The icon used for the "report button" itself is specified as "default_icon" : "images/app_16.png". Furthermore, the menu icons used to differentiate between fraud and spam reports are defined programmatically in background.js:

icons: {
  "16": "images/fraud_16.png",
  "32": "images/fraud_32.png",
  "64": "images/fraud_64.png"
},
...
icons: {
  "16": "images/spam_16.png",
  "32": "images/spam_32.png",
  "64": "images/spam_64.png"
},

To use custom icons, create a subfolder images/ within your deployment configuration and put those icons you want to override in there, using the same file names, e.g. app_64.png, app_32.png and app_16.png. Icons without an override fall back to their defaults in templates/images.

This plugin has a built-in mechanism to detect whether an updated version is available without relying on the official Mozilla Add-On repository. To figure out if a newer revision was published, the plugin will send a HTTP(S) GET request to the URL set in update_url. If that server responds with a valid JSON document (see below) and the version mentioned there is newer than the currently running one, an update notification window will notify the user. That dialog also includes a (custom) URL received from the update server which can be visited for further information about the update.
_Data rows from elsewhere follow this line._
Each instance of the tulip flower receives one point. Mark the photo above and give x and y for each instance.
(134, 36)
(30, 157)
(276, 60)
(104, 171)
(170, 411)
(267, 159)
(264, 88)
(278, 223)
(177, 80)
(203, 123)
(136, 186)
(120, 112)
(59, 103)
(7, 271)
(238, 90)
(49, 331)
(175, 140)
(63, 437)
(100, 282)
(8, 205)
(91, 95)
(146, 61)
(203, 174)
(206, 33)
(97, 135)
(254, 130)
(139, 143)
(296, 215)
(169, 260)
The received update JSON document should have the following structure:

{"version": "1.3", "url": "https://example.com/about-our-thunderbird-report-plugin"}

Notice: This is just a notification mechanism to inform users about an updated version in case this plugin isn't distributed via the official Mozilla Add-On repository. Users still have to download and install the new plugin manually - the URL returned from the update server is just meant to instruct them on how to perform the update.

• Encrypted E-Mails: The MailExtensions API this plugin is built upon currently doesn't support reading decrypted contents of encrypted mails. Therefore, encrypted mails reported with this plugin will contain no preview and have the encrypted mail attached as-is (in raw encrypted form). For a discussion on this, see here.
• Permissions: Even though this plugin clearly defines required permissions in templates/manifest.tpl, Thunderbird still reports it as having "full, unrestricted access to Thunderbird, and your computer". The reason for that is the dependence on "Experiment APIs" (esentially legacy Thunderbird plugin APIs) to send SMTP reports without additional user involvement. Mozilla describes the underlying issue here.